The pollution of our beaches such as exists today around New York City will seem as unthinkable to our children and grandchildren as life without plumbing seems to us. Our water supply will he [sic] far more carefully supervised, and only a lunatic will drink unsterilized water.
Yet for all of Tesla’s unmatched brilliance, the following excerpt is the one that makes eyebrows shoot skyward—and will leave Tesla‑hugging environmentalists feeling as if they’ve been jabbed in the eye and tossed headfirst into a pit of battery acid, or crude oil if you prefer extra shock value.

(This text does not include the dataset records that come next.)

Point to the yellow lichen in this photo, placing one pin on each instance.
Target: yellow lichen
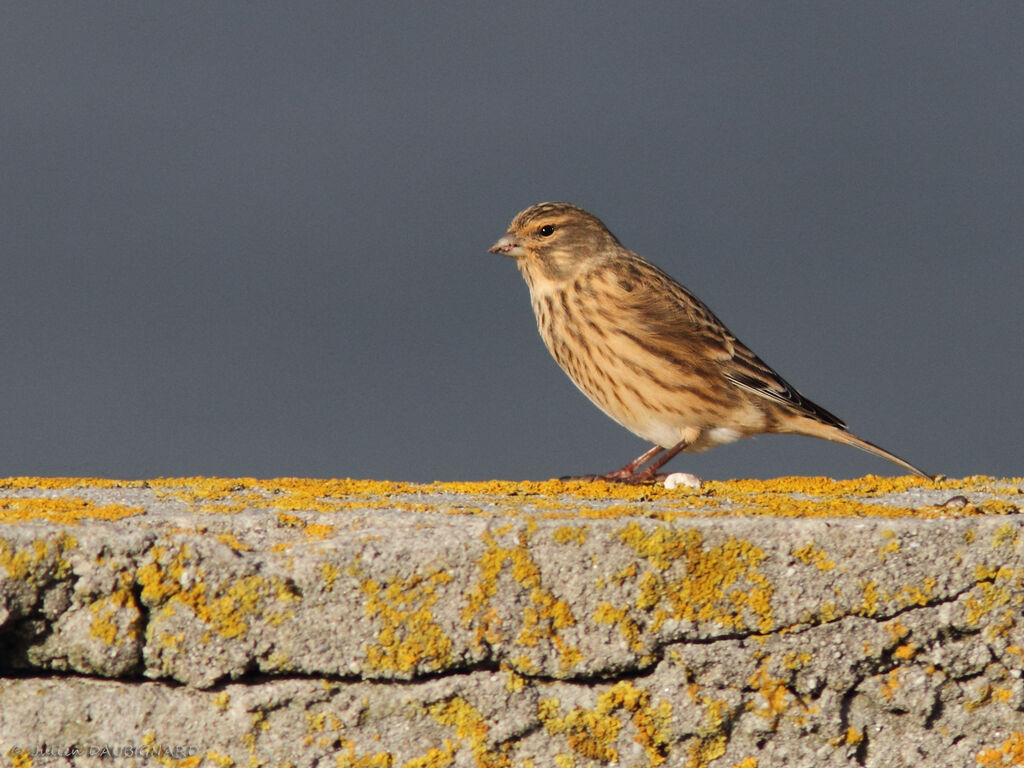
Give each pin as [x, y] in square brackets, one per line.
[409, 637]
[1010, 754]
[593, 732]
[813, 556]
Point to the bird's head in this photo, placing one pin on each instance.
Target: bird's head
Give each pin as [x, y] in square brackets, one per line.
[556, 239]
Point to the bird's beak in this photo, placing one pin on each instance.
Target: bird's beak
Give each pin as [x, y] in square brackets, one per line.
[507, 246]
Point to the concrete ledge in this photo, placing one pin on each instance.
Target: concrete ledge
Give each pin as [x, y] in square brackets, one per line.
[799, 622]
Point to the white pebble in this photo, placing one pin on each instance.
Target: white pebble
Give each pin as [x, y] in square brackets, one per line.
[676, 479]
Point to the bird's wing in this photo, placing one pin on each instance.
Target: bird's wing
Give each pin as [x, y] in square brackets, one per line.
[677, 318]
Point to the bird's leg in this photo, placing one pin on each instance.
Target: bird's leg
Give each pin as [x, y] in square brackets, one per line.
[631, 469]
[624, 474]
[631, 473]
[650, 471]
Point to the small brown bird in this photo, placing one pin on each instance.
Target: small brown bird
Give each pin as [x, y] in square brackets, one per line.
[646, 350]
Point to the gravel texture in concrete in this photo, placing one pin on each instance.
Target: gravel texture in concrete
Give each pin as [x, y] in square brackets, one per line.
[799, 622]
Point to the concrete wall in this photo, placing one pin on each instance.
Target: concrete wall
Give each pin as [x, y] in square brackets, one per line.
[205, 622]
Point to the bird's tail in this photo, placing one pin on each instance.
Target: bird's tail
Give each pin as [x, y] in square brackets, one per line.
[815, 428]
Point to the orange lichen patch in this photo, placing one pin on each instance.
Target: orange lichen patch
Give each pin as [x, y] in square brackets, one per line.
[542, 620]
[774, 692]
[68, 510]
[232, 541]
[720, 584]
[891, 683]
[997, 591]
[350, 759]
[712, 739]
[592, 733]
[569, 534]
[1010, 754]
[178, 580]
[48, 556]
[607, 613]
[409, 637]
[869, 605]
[469, 727]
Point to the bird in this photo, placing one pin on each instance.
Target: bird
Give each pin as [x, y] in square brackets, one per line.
[647, 351]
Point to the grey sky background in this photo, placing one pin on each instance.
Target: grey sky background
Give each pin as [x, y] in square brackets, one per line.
[240, 239]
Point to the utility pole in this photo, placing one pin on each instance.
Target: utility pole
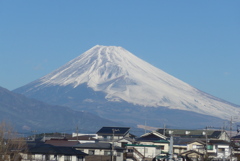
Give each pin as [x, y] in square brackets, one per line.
[171, 148]
[113, 130]
[77, 132]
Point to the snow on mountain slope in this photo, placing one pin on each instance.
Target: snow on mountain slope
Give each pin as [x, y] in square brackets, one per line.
[123, 76]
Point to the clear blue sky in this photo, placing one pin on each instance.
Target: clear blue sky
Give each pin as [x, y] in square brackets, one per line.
[195, 41]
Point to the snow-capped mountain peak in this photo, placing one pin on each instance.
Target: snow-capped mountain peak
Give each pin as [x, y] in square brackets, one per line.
[124, 77]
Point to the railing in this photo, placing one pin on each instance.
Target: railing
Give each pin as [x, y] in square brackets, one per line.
[137, 155]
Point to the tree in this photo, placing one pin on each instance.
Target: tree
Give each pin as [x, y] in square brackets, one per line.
[10, 143]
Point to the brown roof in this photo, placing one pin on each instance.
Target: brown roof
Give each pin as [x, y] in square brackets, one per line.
[83, 137]
[64, 143]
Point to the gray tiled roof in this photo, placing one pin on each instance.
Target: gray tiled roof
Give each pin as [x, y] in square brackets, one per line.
[97, 146]
[117, 131]
[50, 149]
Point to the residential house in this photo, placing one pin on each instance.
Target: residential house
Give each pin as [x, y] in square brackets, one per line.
[50, 152]
[61, 142]
[83, 139]
[197, 144]
[148, 147]
[113, 133]
[101, 151]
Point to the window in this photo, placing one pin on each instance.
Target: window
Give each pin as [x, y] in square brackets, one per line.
[30, 156]
[107, 152]
[47, 157]
[67, 158]
[91, 152]
[79, 158]
[221, 150]
[118, 154]
[209, 147]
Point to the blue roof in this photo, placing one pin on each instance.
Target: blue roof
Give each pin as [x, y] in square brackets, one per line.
[117, 131]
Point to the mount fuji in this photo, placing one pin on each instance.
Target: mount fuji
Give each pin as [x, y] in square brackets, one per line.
[113, 83]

The year 2100 will see eugenics universally established. In past ages, the law governing the survival of the fittest roughly weeded out the less desirable strains. Then man’s new sense of pity began to interfere with the ruthless workings of nature. As a result, we continue to keep alive and to breed the unfit. The only method compatible with our notions of civilization and the race is to prevent the breeding of the unfit by sterilization and the deliberate guidance of the mating instinct, [sic] Several European countries and a number of states of the American Union sterilize the criminal and the insane. This is not sufficient. The trend of opinion among eugenists is that we must make marriage more difficult. Certainly no one who is not a desirable parent should be permitted to produce progeny. A century from now it will no more occur to a normal person to mate with a person eugenically unfit than to marry a habitual criminal.
To sum it up: nature is ruthless, and our “new sense of pity” has preserved the “unfit”—a behavior that, sooner or later, will be corrected. Tesla hinted at this but sidestepped the uncomfortable link to sexuality, leaving us to wonder: what exactly did he mean by “unfit”? Physical weakness, intellectual deficiency, or both? Nobody really wants to walk down that road.
Here’s some food for thought: the world’s population in the 1930s hovered around 2 billion. Less than a century later, it has exploded by roughly 350%. That’s a development Tesla likely didn’t anticipate. And as always, there are pros and cons—because no matter how much we try to dress it up, we’re still animals, occasionally rational.
So let’s pause here. If anyone was searching for a safe space before, now’s the time to start digging deep in the backyard—and maybe boycott anything tied to Nikola Tesla while you’re at it: electricity, cars, cell phones. Oops, there goes social media. As for Tesla Motors, well, they might have a branding dilemma on their hands… or maybe not.